From: Jason McKesson <jmckesson_at_[hidden]>
Date: Fri, 27 May 2022 10:14:33 -0400
On Fri, May 27, 2022 at 9:59 AM Oleksandr Koval via Std-Proposals
<std-proposals_at_[hidden]> wrote:
>
> That is, in:
>
> template<typename To, typename From>
> constexpr To cast(From p){
> return (To)p; // #1
> // return reinterpret_cast<To>(p); // #2
> }
>
> line #2 should work in constexpr context in all cases where #1 works, in other cases it should be not an error but just a non-constexpr function.

C-style casts are defined to work by basically trying a bunch of
different casts, in order, and whichever the first one is that works
is what gets done. If a C-style cast works in constexpr code, it is
*only* because it picked a `static_cast`, not a `reinterpret_cast`.

And if that's the case, there's no reason to use `reinterpret_cast`
here.
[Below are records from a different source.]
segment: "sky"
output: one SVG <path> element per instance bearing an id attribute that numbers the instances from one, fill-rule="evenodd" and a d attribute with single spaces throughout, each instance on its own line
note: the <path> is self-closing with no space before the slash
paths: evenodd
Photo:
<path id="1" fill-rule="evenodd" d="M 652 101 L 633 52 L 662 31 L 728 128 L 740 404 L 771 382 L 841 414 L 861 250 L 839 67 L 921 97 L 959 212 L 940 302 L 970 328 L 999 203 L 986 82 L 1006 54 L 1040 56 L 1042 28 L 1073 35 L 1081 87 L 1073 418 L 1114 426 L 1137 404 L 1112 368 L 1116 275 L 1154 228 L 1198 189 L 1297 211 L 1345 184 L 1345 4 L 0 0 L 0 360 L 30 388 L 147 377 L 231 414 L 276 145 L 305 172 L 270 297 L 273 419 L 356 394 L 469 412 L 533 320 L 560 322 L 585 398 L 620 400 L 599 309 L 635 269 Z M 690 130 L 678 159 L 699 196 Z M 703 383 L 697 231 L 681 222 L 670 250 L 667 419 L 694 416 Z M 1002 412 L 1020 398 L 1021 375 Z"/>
You're writing `constexpr` code, so you already know that it
*must* use `static_cast`, so that's what you should have written.

As for just making it a non-constexpr function... no. Keeping
`reinterpret_cast` out of `constexpr` code (even if it isn't
technically `constexpr`, you still prefixed the function with it) is
an inherently good thing. We shouldn't open that door even a crack.
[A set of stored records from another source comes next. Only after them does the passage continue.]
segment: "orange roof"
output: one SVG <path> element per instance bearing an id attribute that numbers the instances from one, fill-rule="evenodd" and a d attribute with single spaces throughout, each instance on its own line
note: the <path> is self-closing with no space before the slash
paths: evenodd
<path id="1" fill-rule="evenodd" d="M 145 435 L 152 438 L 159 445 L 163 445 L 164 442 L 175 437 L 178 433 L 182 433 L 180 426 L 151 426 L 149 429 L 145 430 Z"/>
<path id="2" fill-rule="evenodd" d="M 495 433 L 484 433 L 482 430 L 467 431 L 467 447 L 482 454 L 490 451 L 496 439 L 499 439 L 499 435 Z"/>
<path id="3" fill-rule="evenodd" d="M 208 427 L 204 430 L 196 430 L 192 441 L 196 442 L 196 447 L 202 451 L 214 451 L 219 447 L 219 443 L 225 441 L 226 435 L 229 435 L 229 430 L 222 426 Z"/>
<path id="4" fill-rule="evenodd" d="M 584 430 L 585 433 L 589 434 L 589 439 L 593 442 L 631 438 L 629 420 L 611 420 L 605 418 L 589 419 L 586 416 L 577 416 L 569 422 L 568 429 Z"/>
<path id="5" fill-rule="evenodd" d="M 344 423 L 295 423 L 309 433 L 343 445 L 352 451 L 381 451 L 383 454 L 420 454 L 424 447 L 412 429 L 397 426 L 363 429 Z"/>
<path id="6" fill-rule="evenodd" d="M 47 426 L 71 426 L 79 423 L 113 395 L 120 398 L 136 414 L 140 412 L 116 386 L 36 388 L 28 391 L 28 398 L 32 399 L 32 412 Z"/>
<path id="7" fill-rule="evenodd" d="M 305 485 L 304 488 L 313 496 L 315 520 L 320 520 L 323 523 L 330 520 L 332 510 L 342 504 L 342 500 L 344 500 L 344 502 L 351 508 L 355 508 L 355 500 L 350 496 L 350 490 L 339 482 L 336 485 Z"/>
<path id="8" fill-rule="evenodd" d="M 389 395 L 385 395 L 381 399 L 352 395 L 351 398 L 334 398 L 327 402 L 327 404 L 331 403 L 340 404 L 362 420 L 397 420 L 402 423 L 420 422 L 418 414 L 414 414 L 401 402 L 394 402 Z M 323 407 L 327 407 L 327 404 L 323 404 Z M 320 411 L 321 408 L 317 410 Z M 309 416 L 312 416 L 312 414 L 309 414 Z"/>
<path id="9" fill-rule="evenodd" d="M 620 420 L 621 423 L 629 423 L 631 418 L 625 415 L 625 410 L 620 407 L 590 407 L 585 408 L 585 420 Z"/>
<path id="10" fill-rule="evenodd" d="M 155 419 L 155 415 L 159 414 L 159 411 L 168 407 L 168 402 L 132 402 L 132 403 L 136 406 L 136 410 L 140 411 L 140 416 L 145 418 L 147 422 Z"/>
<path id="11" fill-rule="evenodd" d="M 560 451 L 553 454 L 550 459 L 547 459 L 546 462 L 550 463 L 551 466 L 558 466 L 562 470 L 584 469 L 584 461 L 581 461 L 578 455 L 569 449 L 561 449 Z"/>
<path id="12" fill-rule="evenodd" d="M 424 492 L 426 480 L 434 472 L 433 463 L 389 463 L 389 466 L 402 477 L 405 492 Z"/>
> Note that I don't propose to silently make the function non-constexpr when it contains reinterpret_cast, this should be allowed only in generic context, when types are not known.
>
> reinterpret_cast is generally preferred over C-cast but in some generic code reinterpret_cast doesn’t work. If you wonder about use-case, I have an array-like wrapper around memory buffer. Type of element is not always the same as the type of a buffer's byte. I want to mark my functions `constexpr` and have them actually `constexpr` only when types match.

You can do that (in a somewhat wordy version) with a `requires` clause.